魚を見つけるのは、普段から慣れているのですが、川の状況は毎年変わり、その季節、どの区間がベストな状態かそして最後はフライ。見極は現地ガイドこそが最重要で、クリスは、同じ年でもあって、兄弟?双子?のような間柄、なので、クリスが味方についているので、怖いものなし。私はほとんど添乗員状態で、クリスにおんぶにだっこ。
クリスのご両親の家に泊めてもらって、面白いと思ったのが、モナークバタフライ。
庭のビニールハウスに、ポットに植えられた植物の苗がたくさんあるので、初めは綺麗な花でも咲くのかと思っていたら、モナークバタフライの話をし始めたご両親。ハーブやコンパニオンプランツとして防虫として使うのかと思ったら、違いました。
トウワタという植物で、トウワタを食草とする蝶々の餌でした。
そのチョウチョが、モナークバタフライと言って、ググってみるてオオカバマダラという、オレンジ色の大きなアゲハチョウのようなチョウチョでした。そういえば、海を渡るチョウとしてアメリカでその話を聞いたことがありましたが、ニュージーランドにも在来種としているという話でした。
そして、この食草をどうするかというと、ここが面白いところで、
庭に、このトウワタを植えておくと、どこからともなくモナークが飛んできて、卵を産みつけるというのです。庭に植物を植えて、蝶々を呼ぶ。素敵じゃないですか!そして、蝶々が卵を産むと、幼虫がかえります。初めは小さかった幼虫もどんどんトウワタを食べて、成長します。幼虫の成長に伴ってトウワタもみるみるうちに食べ尽くされてしまいます。そして、またトウワタの苗を買ってこなければならなくなります。
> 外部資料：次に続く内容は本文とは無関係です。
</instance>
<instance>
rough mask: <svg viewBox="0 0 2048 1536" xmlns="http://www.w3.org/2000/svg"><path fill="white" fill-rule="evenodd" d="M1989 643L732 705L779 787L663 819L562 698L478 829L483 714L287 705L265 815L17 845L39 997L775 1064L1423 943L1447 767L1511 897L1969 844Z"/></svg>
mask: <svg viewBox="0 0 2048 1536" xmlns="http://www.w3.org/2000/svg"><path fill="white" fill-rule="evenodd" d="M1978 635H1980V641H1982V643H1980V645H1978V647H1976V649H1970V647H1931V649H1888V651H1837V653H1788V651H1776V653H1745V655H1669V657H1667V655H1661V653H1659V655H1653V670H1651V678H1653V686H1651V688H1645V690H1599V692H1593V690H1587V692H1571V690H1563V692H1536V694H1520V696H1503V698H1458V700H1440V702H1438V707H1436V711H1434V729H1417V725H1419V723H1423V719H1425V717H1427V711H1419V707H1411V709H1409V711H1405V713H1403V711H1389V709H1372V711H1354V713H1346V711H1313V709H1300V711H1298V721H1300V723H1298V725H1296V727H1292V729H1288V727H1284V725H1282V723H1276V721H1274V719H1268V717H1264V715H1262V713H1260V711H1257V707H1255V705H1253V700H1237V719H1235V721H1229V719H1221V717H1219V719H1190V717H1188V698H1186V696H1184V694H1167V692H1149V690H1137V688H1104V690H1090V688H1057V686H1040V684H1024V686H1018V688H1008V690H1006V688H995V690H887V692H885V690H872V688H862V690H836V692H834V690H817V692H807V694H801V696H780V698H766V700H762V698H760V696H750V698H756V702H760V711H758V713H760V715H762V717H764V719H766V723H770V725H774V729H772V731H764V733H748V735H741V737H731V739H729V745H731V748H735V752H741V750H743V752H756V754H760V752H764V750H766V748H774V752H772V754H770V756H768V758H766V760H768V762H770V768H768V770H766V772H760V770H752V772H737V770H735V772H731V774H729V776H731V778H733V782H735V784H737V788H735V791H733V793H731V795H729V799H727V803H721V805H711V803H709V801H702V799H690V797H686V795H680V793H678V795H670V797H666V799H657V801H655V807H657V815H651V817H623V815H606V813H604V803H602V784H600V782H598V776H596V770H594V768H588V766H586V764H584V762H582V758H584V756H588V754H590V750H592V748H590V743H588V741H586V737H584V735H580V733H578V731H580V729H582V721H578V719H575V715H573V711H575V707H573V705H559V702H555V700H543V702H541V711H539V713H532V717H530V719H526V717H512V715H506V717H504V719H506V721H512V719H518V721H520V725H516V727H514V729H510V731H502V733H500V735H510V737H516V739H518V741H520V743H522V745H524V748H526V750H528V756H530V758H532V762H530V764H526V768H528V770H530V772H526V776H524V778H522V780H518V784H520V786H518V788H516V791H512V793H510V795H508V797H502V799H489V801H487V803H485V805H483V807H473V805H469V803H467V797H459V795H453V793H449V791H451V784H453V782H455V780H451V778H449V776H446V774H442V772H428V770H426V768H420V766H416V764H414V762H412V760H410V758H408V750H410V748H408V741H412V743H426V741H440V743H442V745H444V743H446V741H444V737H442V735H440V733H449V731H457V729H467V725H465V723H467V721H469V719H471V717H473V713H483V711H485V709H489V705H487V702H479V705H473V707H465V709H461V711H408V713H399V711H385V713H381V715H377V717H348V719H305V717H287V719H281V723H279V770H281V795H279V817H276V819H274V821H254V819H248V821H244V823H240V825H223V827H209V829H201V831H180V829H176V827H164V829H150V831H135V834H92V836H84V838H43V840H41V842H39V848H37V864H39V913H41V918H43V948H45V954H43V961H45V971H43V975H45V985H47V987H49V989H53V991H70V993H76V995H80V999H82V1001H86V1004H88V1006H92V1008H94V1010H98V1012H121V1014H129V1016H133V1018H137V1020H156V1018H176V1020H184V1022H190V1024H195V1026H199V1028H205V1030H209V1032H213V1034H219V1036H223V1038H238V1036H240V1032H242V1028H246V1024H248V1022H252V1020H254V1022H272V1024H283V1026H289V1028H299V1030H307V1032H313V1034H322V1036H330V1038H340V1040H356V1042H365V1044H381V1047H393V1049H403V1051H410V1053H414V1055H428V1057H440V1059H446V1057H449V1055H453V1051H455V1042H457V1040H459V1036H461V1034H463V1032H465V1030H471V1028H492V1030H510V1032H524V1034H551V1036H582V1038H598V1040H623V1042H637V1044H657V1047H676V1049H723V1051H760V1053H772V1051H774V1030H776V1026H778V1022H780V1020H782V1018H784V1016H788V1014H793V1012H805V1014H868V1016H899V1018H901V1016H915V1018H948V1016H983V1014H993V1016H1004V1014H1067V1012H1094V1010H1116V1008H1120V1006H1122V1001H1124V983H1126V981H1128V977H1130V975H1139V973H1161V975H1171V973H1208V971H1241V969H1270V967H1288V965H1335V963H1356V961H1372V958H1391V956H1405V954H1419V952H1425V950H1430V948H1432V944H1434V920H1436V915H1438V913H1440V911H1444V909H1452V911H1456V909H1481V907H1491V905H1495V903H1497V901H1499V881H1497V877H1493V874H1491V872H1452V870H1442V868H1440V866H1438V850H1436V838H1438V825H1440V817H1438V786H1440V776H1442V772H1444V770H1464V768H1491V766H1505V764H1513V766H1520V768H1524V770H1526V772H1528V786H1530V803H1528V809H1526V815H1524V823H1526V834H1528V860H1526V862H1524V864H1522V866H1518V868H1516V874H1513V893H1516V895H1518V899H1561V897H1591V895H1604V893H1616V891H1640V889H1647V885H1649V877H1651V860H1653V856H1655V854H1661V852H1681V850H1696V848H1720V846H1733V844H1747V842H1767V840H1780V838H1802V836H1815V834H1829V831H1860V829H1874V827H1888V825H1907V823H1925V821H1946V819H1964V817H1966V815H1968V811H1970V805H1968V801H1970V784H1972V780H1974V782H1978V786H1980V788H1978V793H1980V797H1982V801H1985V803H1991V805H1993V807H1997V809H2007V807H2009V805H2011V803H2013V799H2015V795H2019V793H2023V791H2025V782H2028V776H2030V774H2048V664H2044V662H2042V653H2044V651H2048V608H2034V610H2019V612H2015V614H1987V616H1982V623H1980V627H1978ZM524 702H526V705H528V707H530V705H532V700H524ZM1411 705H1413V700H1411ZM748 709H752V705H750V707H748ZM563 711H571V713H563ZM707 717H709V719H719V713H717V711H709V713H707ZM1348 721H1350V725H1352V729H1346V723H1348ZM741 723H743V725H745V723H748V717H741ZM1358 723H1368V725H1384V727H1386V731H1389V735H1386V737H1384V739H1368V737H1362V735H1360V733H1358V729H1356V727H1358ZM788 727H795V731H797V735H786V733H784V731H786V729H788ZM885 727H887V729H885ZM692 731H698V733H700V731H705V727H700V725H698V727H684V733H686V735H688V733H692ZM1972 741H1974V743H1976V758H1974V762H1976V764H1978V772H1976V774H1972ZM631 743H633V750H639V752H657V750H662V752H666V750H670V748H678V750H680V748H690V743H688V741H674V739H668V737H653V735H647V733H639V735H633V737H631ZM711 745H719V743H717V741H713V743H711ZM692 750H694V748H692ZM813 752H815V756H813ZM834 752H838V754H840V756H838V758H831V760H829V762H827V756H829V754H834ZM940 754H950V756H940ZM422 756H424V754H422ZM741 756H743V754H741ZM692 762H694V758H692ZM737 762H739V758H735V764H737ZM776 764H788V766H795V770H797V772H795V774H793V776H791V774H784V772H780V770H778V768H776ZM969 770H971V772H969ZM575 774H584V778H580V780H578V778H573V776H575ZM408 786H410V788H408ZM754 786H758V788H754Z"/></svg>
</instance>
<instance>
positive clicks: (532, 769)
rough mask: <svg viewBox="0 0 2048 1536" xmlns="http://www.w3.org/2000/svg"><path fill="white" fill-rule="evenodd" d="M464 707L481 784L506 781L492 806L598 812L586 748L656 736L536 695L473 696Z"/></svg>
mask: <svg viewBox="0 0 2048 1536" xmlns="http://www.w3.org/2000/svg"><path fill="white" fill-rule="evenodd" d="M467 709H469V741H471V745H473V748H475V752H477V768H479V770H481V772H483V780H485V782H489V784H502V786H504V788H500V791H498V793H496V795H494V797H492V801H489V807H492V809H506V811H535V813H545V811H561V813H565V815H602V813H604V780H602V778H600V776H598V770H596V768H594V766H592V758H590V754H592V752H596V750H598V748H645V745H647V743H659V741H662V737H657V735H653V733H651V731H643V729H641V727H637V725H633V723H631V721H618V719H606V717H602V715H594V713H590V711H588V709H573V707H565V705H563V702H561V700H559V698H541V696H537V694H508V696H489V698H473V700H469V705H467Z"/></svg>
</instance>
そこに、クリスのご両親がたくさんの苗を育てているということだったのです。
美しいチョウチョが庭を飛び回る姿を見るために、トウワタの苗を買って庭に置く。子供からお年寄りまで、虫嫌いだった人でも綺麗なチョウチョはやっぱり綺麗。そのチョウチョの食草、卵、幼虫、さなぎ、そして羽化。そして羽化した町は海を渡って旅にでる。
チョウチョの生態を学ぶことで、自然への理解や意識へと繋がっていきます。さすがニュージーランドらしい、豊かさというか、意識の高さ。そして、そこでお小遣い稼ぎができる、名アイデアもなかなかと感心しました。
トウワタは、キョウチクトウの仲間。傷をつけると白い乳液がでて、人間にとってはそれが毒。でもモナークの幼虫は、解毒できる仕組みがあるよう。モンシロチョウと違ってモナークは、野菜の葉っぱは食べないので、ほんとうの意味で綺麗な蝶なんですね。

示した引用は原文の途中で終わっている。